This is not the same party from before, Party Hard 2 has been reworked with improved graphics, gameplay, and ways to share the experience. The visuals have been updated to have 3D pixelated models that expand on the camera views and level of depth. Scoping out the new area is easier and faster. Each level will have a few things randomized each playthrough, no two replays will be the same. Enemy placement, items, and traps will be change, and a few sneaky bonuses to help or hinder the objects. Sometimes a cyborg from the future will appear and try to terminate the killer. When the player has completed objects and challenges, new abilities and Killers will unlock. The game is fast and addictive, causing to some tough moments to restart a level to find a perfect assignation plan. There’s lots of replay value in this party by discovering new methods to eliminate targets, beating each level’s best time record, and a co-op mode that lets two killers work together for double the fun. Pinokl’s dark and twisted title is an excellent experience for gamers looking for an arcade feel to their stealth action. Party Hard 2 was released October 25th for PC.
Way of the Passive Fist (Zach): Way of the Passive Fist has been out for a while now but I finally got the chance to check it out. Inspired by old-school brawlers like Final Fight or TMNT, Way of the Passive Fist puts a new spin on the genre by featuring a character who doesn’t actually fight, he blocks until his opponent is too exhausted and can be shoved down. The Wanderer has a block and a dodge and you will have to get into the rhythm of the various enemies to avoid being hit. You can build up a meter by chaining blocks that will let you do some actual attacks, like a super punch.
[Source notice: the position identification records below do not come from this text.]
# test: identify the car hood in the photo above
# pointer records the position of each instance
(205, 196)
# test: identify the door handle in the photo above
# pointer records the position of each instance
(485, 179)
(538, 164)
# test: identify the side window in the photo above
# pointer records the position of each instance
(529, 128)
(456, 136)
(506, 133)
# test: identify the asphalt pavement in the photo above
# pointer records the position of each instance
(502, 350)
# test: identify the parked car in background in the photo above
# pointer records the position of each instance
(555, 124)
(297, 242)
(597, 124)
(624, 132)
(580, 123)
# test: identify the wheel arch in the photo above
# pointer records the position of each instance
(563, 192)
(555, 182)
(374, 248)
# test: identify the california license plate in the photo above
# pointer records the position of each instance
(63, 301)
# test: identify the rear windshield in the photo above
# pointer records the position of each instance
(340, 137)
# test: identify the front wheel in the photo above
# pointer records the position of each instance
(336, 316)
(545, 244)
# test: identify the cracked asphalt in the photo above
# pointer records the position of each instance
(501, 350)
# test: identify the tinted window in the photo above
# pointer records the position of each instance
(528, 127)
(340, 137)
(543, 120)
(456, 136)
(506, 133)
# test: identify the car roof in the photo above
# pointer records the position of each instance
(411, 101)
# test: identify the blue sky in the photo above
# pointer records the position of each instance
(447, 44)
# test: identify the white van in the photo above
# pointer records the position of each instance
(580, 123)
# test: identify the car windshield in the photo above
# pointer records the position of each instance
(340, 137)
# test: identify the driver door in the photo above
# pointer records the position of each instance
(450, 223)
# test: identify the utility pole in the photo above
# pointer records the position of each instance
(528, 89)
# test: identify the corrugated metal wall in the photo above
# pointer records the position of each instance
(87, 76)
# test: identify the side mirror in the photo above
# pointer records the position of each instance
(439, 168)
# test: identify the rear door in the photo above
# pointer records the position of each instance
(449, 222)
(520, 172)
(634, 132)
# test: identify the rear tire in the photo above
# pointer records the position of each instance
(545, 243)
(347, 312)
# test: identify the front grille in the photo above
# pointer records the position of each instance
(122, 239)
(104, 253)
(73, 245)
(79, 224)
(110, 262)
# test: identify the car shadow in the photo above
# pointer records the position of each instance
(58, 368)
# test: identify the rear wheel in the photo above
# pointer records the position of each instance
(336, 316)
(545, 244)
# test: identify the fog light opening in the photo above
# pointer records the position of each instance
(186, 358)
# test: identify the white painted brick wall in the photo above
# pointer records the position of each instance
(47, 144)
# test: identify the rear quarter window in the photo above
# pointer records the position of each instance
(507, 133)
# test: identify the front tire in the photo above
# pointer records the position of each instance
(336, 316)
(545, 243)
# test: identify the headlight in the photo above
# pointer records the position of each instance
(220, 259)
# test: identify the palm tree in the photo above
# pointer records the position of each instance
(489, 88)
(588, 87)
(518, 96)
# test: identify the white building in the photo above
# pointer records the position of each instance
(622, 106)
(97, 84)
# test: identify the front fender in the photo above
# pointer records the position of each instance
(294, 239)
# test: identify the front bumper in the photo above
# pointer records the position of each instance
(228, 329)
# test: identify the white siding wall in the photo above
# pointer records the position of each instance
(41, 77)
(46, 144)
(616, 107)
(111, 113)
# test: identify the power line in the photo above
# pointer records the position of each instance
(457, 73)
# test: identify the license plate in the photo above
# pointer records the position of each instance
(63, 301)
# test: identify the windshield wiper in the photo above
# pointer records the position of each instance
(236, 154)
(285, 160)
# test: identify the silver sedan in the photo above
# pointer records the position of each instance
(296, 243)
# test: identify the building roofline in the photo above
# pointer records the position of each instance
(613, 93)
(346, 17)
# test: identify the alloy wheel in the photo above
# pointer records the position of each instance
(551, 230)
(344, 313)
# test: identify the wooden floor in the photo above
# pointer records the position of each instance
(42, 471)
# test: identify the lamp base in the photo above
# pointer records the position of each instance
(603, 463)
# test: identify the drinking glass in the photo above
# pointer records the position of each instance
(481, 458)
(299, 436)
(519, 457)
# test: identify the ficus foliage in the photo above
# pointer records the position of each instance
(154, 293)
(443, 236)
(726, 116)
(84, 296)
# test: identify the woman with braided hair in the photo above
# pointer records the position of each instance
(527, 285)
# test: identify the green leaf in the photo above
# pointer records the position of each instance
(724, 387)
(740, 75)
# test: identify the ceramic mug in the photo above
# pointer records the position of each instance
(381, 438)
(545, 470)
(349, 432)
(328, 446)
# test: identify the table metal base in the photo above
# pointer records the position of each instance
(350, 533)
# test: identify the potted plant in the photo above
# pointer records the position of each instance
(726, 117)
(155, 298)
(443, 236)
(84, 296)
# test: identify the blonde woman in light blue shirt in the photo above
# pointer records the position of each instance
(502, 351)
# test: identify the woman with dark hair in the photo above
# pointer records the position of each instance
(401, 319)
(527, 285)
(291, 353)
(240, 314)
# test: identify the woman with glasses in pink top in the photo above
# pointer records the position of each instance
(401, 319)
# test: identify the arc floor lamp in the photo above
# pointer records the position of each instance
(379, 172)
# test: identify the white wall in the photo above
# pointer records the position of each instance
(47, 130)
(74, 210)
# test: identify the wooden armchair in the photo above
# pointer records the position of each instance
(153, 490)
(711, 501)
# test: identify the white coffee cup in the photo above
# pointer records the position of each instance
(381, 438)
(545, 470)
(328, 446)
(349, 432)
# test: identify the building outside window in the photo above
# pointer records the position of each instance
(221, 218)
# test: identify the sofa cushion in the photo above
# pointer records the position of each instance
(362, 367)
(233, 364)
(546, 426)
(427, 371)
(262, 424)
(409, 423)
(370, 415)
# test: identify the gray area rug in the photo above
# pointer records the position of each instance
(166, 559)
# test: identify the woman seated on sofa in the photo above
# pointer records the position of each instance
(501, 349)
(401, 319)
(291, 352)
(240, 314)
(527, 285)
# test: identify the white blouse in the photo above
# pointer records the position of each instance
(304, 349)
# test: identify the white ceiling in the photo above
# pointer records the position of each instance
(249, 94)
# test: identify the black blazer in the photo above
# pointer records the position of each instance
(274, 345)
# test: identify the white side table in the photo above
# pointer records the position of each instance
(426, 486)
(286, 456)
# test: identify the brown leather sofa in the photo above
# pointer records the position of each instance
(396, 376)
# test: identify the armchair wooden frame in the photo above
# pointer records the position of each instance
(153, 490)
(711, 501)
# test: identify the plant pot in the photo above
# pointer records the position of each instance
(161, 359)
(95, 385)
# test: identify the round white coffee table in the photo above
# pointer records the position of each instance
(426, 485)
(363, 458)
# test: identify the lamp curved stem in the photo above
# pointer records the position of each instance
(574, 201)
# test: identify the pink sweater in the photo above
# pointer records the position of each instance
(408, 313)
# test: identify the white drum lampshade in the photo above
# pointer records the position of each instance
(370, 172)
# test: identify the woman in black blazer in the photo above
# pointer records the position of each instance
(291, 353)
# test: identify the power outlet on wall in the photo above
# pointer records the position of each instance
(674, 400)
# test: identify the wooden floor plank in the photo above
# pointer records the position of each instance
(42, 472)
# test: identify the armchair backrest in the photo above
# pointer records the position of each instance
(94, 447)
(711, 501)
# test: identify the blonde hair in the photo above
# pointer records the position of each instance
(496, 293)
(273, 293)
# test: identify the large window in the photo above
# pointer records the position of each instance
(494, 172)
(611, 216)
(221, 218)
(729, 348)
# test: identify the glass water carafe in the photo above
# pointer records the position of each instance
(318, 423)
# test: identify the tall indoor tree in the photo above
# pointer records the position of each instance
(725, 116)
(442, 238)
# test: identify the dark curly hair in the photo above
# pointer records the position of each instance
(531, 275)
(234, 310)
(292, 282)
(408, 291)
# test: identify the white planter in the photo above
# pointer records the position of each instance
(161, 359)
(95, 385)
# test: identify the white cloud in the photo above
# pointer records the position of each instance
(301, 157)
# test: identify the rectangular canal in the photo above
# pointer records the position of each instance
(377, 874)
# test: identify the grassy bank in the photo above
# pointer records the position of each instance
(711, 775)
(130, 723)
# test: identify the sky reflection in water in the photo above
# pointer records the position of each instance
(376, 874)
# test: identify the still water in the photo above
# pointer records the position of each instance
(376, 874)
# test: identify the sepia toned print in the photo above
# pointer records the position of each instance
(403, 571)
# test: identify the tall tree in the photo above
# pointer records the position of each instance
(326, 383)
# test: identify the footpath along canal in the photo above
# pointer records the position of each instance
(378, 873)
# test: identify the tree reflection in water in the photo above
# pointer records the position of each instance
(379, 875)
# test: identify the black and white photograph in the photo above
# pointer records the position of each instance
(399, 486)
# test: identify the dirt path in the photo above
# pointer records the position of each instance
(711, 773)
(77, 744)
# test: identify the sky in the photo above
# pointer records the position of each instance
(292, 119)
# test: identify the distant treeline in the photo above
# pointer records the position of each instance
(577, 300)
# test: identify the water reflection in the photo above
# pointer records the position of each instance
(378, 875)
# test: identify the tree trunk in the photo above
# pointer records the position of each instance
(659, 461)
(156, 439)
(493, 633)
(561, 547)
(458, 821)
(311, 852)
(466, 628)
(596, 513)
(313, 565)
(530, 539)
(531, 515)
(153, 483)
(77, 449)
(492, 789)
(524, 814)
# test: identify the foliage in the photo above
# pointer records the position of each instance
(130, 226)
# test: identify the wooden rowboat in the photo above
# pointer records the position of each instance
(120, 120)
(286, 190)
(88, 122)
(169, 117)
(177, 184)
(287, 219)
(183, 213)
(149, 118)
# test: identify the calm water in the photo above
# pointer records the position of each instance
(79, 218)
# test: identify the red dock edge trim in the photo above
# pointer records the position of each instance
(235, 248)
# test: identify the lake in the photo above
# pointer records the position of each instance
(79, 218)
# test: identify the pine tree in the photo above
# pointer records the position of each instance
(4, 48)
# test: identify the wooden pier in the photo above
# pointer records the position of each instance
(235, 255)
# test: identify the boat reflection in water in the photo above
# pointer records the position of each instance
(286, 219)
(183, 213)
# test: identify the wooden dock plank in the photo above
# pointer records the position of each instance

It definitely takes some adjusting if you’re used to old school button mashers as timing is your most important weapon here but the game also allows you to adjust different aspects of gameplay, so you can adjust things like enemy strength to make the game work specifically for your skill level.
The game looks and sounds great and really evokes the classics of the genre but in a cool new sci-fi Mad Max style world full of crazy characters. It’s out on PS4, Xbox One, and Steam and, if you’re like me and haven’t had a chance to check it out yet, definitely take a look, especially if you are a fan of old-school arcade brawlers.
OIC: Obviously Inappropriate Content: (Chris): Developed by Shane Hou, OIC: Obviously Inappropriate Content gives the player a chance to become a playtester and uncover a mysterious scheme to censor entertainment. The player will work at the fictitious game company Last Life Left Game Studio, in the Soviet Union controlled country of Belkasvenia. The game tester will be working the studio’s newest game called ‘Ural Death Machine’, a 2D action shooter that resembles something like Metal Slug, only heavily Soviet influenced. As the playtester, it’s their job to spot bugs and broken features and point out new changes issued by the higher-ups. Between playtesting of the weekly prototype builds of Ural Death Machine, checking messages and dealing with co-workers, the playtester will receive odd requests that fuels suspicion about the workplace.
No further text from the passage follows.